How to Create a Nonreader

Alfie Kohn wrote a marvelous piece in the English Journal in 2010 on how educators can create nonreaders. As an English major and Language Arts teacher, this hits close to home. I begin every single day knowing that I have 5 gigs. 5 shows to perform. 5 opportunities to inspire and motivate my learners. Reading Kohn's article provided me with insight to some practices that may make my learners loath reading (something that I, myself, loathed in grade school as well) rather than help them find their place in the literacy world.

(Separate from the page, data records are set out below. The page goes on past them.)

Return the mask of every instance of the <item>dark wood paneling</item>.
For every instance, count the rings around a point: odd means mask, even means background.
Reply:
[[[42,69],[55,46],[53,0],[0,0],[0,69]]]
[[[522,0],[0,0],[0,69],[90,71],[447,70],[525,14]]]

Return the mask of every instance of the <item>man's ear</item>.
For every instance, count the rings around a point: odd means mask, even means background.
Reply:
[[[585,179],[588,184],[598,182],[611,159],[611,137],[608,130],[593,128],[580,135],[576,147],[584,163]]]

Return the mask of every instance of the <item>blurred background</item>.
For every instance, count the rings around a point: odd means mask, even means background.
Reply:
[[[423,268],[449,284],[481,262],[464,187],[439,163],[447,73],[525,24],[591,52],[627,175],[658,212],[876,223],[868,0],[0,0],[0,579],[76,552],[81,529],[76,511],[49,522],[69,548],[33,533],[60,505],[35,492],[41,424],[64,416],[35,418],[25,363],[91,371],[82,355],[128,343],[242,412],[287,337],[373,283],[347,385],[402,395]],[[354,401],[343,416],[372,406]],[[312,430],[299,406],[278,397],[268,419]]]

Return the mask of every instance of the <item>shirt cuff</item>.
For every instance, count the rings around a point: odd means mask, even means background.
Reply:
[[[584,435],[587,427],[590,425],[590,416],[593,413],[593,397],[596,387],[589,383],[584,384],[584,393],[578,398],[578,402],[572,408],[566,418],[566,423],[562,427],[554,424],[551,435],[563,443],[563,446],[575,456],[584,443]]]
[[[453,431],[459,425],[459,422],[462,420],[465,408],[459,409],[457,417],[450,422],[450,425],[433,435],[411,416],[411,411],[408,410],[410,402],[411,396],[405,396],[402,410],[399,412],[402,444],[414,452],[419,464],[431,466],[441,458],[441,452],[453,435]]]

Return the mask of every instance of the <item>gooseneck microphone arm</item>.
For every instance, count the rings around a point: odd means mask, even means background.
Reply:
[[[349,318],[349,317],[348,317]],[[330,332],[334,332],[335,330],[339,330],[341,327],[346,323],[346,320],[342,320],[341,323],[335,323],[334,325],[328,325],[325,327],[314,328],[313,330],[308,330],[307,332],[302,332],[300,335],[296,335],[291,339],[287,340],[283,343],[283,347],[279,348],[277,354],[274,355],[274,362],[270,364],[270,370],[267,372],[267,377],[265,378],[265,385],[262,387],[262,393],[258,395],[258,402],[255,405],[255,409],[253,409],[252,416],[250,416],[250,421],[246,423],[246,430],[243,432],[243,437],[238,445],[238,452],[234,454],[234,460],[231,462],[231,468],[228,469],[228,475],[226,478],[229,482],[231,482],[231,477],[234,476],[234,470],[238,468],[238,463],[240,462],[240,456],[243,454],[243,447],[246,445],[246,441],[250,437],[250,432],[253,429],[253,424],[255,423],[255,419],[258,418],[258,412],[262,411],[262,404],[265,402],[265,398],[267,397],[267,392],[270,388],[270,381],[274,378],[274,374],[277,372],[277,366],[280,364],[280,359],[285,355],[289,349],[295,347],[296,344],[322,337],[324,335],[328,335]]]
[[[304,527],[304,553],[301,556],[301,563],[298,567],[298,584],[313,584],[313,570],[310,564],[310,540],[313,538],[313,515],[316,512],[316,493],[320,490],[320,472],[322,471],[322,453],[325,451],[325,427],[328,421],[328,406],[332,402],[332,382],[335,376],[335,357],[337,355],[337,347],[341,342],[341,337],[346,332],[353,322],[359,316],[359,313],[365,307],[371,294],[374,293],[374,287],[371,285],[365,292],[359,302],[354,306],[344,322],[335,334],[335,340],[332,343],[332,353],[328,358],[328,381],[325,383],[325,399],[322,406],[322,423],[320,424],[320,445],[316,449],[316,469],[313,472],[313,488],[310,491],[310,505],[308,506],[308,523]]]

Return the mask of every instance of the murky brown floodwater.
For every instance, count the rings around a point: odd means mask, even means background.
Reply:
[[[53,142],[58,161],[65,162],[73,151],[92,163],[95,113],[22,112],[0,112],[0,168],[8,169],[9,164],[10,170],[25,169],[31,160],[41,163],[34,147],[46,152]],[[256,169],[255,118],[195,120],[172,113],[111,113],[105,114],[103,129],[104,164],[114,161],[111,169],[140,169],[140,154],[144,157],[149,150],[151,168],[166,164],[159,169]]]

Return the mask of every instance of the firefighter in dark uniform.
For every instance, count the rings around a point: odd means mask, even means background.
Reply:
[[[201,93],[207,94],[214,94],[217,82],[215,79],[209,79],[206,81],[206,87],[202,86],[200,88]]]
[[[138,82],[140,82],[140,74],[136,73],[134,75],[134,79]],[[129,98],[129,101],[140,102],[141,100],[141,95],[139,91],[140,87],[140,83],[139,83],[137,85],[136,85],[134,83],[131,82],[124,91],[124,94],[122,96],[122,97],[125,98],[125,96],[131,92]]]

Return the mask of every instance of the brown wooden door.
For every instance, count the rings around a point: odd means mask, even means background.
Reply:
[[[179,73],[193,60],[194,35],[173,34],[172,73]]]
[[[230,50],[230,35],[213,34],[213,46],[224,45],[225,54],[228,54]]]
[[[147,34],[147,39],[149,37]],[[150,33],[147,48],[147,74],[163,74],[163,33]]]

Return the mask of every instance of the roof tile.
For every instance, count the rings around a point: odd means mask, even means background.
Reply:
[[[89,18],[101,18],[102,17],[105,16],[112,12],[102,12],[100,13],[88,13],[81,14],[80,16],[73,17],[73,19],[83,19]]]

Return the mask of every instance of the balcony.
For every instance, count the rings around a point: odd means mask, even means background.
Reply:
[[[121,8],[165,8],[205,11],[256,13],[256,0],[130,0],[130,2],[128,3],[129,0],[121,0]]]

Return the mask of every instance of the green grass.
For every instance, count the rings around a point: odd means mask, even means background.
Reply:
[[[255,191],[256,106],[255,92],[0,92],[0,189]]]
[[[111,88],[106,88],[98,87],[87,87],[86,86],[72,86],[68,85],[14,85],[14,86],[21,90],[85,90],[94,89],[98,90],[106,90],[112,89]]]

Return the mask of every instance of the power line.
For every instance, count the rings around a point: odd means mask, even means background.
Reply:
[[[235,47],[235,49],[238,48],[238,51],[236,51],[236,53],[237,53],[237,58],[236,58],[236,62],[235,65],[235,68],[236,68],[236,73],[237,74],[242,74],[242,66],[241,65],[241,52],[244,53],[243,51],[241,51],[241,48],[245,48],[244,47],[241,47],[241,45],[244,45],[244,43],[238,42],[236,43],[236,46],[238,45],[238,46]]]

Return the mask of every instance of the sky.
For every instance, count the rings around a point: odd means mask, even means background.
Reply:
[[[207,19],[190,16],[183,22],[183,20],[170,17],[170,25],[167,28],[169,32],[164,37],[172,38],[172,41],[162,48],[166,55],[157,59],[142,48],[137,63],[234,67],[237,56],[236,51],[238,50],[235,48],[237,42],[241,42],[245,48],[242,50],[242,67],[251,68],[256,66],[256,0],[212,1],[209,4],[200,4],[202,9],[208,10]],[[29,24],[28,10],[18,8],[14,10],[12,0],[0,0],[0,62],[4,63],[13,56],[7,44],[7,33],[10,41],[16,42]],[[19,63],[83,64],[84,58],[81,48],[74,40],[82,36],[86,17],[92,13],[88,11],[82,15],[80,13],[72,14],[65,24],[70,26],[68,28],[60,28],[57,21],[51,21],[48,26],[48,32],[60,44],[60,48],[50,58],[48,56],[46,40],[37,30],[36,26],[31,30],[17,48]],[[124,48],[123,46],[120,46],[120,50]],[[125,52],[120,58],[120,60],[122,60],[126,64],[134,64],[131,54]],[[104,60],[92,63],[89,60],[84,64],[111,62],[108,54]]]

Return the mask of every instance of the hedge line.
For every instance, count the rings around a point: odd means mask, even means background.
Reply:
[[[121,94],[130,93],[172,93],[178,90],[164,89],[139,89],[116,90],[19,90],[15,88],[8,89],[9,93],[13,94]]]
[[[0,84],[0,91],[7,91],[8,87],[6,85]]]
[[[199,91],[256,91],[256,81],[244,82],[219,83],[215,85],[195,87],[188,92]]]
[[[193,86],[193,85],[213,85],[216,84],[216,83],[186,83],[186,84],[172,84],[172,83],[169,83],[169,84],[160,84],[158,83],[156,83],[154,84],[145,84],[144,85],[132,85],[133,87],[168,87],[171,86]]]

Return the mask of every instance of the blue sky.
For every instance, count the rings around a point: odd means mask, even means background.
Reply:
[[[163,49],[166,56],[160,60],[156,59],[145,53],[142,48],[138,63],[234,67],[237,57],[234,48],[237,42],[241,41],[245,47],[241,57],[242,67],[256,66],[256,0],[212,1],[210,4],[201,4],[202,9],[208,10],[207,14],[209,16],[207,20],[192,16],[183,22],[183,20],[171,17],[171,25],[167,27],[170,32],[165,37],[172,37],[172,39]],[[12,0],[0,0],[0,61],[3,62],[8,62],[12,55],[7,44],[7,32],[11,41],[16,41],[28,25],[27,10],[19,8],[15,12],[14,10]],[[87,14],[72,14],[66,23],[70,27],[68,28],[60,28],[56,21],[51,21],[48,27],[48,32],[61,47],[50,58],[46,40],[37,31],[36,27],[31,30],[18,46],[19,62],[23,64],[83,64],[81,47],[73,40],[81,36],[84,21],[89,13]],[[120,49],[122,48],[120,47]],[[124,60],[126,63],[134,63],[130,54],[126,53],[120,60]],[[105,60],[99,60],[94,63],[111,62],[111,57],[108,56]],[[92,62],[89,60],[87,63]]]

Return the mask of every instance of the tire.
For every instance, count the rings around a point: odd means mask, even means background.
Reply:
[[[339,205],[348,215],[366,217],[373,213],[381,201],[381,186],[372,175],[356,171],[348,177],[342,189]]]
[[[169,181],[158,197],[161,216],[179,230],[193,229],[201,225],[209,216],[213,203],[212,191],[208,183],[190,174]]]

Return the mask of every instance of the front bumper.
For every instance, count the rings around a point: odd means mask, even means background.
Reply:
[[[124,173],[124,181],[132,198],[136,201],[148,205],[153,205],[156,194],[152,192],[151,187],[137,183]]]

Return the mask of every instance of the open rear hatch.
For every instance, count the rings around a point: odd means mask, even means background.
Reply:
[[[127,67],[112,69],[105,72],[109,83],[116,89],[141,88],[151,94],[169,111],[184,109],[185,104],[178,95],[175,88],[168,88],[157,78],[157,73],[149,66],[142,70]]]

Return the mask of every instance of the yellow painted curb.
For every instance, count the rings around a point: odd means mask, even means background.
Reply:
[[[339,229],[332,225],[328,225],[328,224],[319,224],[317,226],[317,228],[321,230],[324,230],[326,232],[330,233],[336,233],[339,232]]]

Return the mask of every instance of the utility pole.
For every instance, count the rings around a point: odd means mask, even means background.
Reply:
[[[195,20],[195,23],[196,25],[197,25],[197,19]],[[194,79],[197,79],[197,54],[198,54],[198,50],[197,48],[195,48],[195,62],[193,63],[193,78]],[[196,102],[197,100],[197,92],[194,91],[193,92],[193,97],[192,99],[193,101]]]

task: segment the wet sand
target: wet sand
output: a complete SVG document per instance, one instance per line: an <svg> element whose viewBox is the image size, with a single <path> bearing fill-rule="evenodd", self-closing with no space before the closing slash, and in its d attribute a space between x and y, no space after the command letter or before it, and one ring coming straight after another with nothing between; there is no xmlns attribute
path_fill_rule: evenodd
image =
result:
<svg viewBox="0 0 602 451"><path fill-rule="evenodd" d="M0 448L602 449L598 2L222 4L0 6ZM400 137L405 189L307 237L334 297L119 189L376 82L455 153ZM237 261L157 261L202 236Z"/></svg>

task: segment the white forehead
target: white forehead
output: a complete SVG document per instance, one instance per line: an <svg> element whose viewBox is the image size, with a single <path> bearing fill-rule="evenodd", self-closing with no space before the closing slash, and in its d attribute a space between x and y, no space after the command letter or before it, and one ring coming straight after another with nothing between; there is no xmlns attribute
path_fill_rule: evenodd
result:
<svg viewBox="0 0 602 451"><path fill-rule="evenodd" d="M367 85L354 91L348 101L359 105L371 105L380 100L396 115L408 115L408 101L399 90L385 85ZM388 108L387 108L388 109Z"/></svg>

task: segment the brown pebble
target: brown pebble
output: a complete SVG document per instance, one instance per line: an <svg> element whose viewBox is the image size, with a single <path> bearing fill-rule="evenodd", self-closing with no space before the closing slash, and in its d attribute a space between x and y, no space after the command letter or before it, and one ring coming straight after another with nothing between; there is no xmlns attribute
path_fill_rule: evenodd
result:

‘You can command writing, but you can’t command good writing,’ as Donald Murray once remarked- and you can’t make them want to do those things. The more you rely on coercion and extrinsic inducements, as a matter of fact, the less interest student are likely to have in whatever they were induced to do.
— Kohn, 2010

I am trying to promote literacy, not kill it. 21st century learners have the ability to find any piece of knowledge at their fingertips (literally). As educators, we need to understand the skills our 21st century learners need to acquire while keeping our instruction and practices relevant and meaningful. Here are the seven suggestions Kohn gives that teachers are doing that kills motivation in readers:

1. Quantify their reading assignments....When they’re told how much to read, they tend to just ‘turn the pages’ and ‘read to an assigned page number and stop,’ says Christopher Ward Ellsasser, a California high school teacher.... ‘What parents are discovering (surprise) is that those kids who used to sit down and read for pleasure- the kids who would get lost in a book and have to be told to put it down to eat/play/whatever- are now setting the timer...and stopping when the timer dings.... Reading has become a chore, like brushing your teeth.’
— Kohn, 2010
2. Make them write reports....’The best way to make students hate reading is to make them prove to you that they have read....Such assignments make the students hate the book they have just read, no matter how they felt about it before the project.’
— Kohn, 2010
3. Isolate them...
— Kohn, 2010
4. Focus on skills. Children grow to love reading when it’s about making meaning, when they’re confronted directly by provocative ideas, compelling characters, delicious prose. But that love may never bloom if all the good stuff is occluded by too much attention to machinery... I would have been far more successful had I asked a lot fewer questions that have only one correct answer. I should have helped the kids dive headfirst into the realm of metaphor rather than wasting their time on how a metaphor differs from a simile.... ‘Consequently, many young people come to associate reading with schooling rather than with learning more about what interests them.’
— Kohn, 2010
5. Offer them incentives.
— Kohn, 2010
6. Prepare them for tests.... By analogy, a classroom where learning is always pointed to a test is one where ideas, and the act of reading, are experienced as just so many means to an end.
— Kohn, 2010
7. Restrict their choices.... Those who choose...a “working with” approach- make a point of bringing students into the process of making decisions whenever possible....
The sad irony is that as children grow older and become more capable of making decisions, they’re given less opportunity to do so in schools....kids learn to make good decisions by making decisions, not by following directions.
— Kohn, 2010

In the end, I am left with more questions than answers. How can we continue to make skills, lessons, activities, and texts relevant with meaningful content? How can we ensure we are helping to create a community of readers? How can we teach important literacy strategies to those who need them in a way that won't kill the reader inside them? What would it look like if we did away with grades? How can we know our learners are growing if we took grades away? How can learners continue to have a voice in their education? 

These are the conversations we need to be having.


Kohn, A. (2010).How to create nonreaders: Reflections on motivation, learning, and sharing power. English Journal, 100 (1), 1-5.